I’ve been asked by many people for a carefully constructed diet plan. I suggest going to a dietician if you want that kind of guidance. Although, for most people, it’s probably something they will follow for a few weeks, and then they’ll be back to their normal routine. It’s quite rare for someone to follow instructions like that, down to the letter.

Despite the advantages, in my opinion, the cons outweigh the pros for most diets. Most people gravitate back towards their own preferences and eating style. We all like certain types of food, and we’re drawn back to those foods. I believe this is because the bacteria in our gut shape how we think and feel. We don’t think for ourselves. The bacteria think for us.

You might find that a strange concept, but if you go and live in another country for six or twelve months, you will change the way you eat.
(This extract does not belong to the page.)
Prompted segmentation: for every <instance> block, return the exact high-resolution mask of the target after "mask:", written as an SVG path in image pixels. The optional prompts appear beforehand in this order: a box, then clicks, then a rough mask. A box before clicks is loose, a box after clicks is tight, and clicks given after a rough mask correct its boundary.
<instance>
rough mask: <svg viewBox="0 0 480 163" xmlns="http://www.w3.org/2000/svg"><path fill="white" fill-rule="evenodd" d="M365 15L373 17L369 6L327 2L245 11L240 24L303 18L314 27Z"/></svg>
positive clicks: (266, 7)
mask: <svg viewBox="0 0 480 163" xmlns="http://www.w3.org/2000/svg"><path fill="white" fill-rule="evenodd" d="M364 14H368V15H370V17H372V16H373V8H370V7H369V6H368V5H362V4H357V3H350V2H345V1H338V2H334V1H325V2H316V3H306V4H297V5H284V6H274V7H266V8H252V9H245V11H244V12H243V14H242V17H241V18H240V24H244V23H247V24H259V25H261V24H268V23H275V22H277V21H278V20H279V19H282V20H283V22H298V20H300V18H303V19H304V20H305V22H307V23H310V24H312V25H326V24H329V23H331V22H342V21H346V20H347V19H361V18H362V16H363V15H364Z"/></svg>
Your tastes will change. Your desires will change. These changes occur because your gut bacteria changes. The soil in your new country is different. The air, the water, everything about the country, is going to shape your gut. Even the stress of your job and your relationships will shape your gut. In my opinion, your diet will be driven by your bacteria.

In turn, your bacteria are driven, to a degree, by what you eat. If you always strive to eat healthy, organic food, it is going to confer incredible benefits in the gut. Your gut will then influence your diet – not some book or piece of paper. It’s true what they’ve said since the 1950s – every time you put something in your mouth to eat, you’re building up your health, or you’re breaking it down. That’s a critical point to think about. Not what book you should follow, or which diet you should follow.

What someone else writes about food might not apply to you. What’s important to you is what relates to your gut, and how that food makes you feel. Whether it’s a protein, fat, or carb, there are helpful guidelines when it comes to eating. We all know that we shouldn’t eat too much meat. But, ultimately, it’s your life, and it’s your call.